Venture Rebalancing Through Secondaries
James McGillicuddy, head of strategy at Carta, on building an issuer-centric platform and investing in secondaries
This marks a real shift in venture from all or nothing exits to portfolio rebalancing. Early investors are no longer waiting for an IPO or acquisition to touch liquidity. They are selling a slice once a company reaches later rounds, sending cash back to LPs, improving fund marks, and keeping the rest of the stake for future upside. That behavior becomes much more rational when private companies stay private for 10 plus years and secondaries become a regular tool instead of a one off exception.
-
The practical driver is fund math. Venture funds need distributions before a full exit. In the private markets report, the most useful pattern is selling 10 to 20% of a position, enough to return capital or support a new fundraise, while still holding the core stake. The same report notes this already happened with firms like USV in Twitter and early Uber investors in the SoftBank tender.
-
The old market structure made this clumsy. McGillicuddy describes sales happening mostly inside a big primary round or tender. If an investor skips that window and tries to sell months later, it can look like a negative signal. That is why recurring auctions matter, they turn one high pressure sell decision into several smaller chances to trim exposure over time.
-
Who benefits first is not evenly distributed. Tender offer data shows investors and founders tend to sell earlier and at better prices than employees. Across secondaries, investor sales dominate at lower valuation bands, while employee sales pick up later.
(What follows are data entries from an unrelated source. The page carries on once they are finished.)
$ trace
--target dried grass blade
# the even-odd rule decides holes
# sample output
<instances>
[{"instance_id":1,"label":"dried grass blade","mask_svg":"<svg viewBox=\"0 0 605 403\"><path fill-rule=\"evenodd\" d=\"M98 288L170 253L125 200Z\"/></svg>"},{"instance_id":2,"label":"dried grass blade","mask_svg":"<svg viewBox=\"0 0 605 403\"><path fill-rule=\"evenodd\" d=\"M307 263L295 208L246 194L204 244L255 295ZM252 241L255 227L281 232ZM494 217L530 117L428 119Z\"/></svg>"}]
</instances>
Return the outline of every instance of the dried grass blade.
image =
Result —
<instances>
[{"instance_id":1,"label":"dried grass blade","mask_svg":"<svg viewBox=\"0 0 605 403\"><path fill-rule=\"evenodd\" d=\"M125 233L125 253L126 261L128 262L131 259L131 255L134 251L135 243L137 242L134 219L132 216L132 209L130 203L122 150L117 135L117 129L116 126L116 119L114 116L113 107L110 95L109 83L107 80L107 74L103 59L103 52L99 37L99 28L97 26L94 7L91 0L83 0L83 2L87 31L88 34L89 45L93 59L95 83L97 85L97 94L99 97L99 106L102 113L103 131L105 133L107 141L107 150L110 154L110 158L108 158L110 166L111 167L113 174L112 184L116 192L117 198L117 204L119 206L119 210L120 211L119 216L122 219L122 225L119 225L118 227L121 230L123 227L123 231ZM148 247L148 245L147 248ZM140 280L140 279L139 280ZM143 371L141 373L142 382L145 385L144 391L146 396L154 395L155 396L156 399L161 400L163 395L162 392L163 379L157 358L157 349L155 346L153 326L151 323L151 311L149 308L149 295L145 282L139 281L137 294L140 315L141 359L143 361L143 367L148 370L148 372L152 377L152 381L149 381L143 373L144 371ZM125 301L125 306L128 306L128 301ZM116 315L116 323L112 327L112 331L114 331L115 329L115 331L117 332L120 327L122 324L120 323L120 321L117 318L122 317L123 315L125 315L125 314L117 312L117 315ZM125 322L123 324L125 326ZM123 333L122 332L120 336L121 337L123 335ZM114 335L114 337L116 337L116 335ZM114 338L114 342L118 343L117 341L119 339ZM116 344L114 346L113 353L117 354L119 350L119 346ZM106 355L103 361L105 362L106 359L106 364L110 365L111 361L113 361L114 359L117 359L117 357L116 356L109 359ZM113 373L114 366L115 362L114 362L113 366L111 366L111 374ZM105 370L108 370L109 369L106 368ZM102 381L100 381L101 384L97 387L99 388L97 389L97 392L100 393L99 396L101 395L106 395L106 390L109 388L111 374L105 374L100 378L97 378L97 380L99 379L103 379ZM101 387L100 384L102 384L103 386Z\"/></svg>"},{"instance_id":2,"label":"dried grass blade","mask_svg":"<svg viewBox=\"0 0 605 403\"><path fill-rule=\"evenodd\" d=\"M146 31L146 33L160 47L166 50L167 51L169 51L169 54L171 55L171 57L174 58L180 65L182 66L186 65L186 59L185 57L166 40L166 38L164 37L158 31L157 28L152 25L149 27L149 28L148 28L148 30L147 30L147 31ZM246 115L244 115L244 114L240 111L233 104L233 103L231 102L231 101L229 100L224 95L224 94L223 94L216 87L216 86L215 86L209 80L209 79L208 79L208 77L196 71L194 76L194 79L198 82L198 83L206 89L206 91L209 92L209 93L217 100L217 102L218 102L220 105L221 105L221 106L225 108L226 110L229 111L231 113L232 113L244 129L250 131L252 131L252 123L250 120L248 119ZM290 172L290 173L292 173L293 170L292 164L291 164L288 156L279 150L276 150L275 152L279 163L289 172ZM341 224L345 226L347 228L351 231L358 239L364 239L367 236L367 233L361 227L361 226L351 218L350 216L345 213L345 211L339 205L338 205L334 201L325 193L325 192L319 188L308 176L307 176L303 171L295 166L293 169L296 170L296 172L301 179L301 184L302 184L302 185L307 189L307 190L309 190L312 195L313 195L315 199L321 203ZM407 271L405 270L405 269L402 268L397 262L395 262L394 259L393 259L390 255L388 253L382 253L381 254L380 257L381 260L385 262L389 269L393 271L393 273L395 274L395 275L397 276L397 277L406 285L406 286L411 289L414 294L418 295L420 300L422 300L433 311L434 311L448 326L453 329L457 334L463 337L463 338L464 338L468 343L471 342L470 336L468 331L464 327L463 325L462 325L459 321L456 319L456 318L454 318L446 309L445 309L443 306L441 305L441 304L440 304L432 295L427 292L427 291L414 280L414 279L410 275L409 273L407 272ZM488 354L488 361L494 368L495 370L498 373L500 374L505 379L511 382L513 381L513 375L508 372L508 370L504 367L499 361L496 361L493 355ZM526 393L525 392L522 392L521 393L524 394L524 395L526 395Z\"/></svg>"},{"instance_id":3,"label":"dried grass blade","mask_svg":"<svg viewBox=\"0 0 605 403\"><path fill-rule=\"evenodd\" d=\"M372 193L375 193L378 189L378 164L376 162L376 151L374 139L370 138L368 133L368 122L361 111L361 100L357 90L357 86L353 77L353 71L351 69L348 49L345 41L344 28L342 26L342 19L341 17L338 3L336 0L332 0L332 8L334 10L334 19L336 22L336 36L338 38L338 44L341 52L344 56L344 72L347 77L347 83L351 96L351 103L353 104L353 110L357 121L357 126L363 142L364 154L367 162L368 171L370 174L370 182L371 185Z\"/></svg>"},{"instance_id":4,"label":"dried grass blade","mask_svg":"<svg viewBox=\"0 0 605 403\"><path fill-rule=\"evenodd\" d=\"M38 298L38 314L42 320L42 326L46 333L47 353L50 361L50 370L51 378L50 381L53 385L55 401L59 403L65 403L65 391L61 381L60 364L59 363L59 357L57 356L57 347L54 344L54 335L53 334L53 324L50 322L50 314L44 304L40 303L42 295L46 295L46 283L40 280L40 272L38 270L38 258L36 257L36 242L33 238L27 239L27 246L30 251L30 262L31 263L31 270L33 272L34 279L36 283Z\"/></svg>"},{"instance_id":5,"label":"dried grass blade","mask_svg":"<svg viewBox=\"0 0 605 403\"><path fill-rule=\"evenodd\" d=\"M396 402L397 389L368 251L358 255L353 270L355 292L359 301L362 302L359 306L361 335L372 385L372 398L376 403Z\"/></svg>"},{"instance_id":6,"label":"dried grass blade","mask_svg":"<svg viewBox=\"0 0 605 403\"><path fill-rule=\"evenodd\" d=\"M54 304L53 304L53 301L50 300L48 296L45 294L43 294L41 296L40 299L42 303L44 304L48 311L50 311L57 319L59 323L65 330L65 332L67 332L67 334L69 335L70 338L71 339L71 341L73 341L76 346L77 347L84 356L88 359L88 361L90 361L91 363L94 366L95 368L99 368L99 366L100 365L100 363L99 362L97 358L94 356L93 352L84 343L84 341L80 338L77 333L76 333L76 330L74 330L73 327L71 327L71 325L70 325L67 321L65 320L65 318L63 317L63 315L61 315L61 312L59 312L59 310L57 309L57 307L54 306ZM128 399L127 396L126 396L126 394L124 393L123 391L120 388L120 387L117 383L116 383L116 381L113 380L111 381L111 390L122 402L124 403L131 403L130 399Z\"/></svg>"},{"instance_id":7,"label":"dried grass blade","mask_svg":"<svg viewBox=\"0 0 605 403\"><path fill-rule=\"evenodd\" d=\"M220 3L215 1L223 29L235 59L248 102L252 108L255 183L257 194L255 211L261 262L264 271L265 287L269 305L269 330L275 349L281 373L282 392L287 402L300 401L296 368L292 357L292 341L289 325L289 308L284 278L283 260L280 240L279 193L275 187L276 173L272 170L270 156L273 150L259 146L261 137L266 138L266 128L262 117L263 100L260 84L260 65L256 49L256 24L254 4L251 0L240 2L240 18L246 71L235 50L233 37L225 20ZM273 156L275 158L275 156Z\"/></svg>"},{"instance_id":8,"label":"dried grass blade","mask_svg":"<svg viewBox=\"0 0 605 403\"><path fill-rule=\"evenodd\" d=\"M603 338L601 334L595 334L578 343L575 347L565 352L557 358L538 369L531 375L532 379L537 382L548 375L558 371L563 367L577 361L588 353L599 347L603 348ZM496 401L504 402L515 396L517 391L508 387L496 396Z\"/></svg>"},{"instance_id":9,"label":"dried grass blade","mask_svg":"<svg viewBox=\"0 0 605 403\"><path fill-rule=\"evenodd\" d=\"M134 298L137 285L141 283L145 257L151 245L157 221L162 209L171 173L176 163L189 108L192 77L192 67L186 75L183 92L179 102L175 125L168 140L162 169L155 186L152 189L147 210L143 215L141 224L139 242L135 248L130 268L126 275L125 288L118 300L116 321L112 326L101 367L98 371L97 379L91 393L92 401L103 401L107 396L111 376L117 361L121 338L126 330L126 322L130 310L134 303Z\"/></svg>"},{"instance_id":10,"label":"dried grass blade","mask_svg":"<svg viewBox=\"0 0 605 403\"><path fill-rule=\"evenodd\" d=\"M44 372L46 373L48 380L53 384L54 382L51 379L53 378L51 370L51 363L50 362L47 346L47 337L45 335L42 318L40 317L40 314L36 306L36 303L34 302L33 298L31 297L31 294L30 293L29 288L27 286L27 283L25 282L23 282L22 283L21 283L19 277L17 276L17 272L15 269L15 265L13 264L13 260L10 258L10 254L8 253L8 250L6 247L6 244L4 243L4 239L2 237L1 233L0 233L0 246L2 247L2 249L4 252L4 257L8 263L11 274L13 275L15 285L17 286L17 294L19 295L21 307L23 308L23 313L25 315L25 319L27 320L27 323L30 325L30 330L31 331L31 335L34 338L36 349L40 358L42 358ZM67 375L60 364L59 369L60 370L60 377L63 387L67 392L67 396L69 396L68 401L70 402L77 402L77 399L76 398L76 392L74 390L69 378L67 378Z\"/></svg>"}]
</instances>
So more regular post round liquidity is especially valuable for funds that got in at seed or Series A and are sitting on oversized positions.
The next step is a private market where selling 10 to 20% of a winner becomes normal fund management, not a rare side deal. If recurring liquidity keeps spreading, venture firms will manage positions more like public portfolio managers, and issuers that support structured secondaries will become more attractive to early investors who want both long duration upside and earlier cash returns.